The Prince by Sylvain Reynard (a review)

The Prince is Sylvain Reynard’s novella that bridges the gap between his beloved Gabriel trilogy and his upcoming Florentine series. In the story, we are reunited with Gabriel and Julianne and introduced to a whole new set of enthralling characters. Notably, a mysterious and sinister other worldly being who wants the illustrations of Dante’s Divine Comedy that Gabriel acquired years ago. Unbeknownst to the professor, the illustrations were stolen. Now their rightful owner wants them back and is out for blood.
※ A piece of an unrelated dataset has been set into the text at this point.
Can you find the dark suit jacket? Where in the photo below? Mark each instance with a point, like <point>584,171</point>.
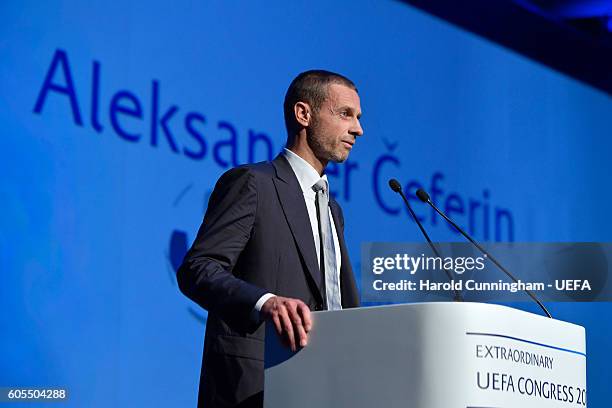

Reynard’s Prince is certainty no Prince Charming, even if he has the looks for it. No, he’s more of a Machiavelli prince, a master manipulator, ruthless with little regard for moral justification or the heads he might have to crush. The chasm between good and evil has never been so strongly felt. “It is better to be feared than loved.” Our dark antagonist embodies these words. However, I sense that there is more to The Prince than meets the eye. Perhaps, he wasn’t always so mercurial?

Reynard’s writing style is edgy and sexy. This novella oozes darkness and intrigue. I’m not normally a fan of the paranormal romance genre, but leave it to the sly fox to reel me in. Curse and bless you, Sylvain Reynard. I can’t wait to see what you have in store for us in The Raven.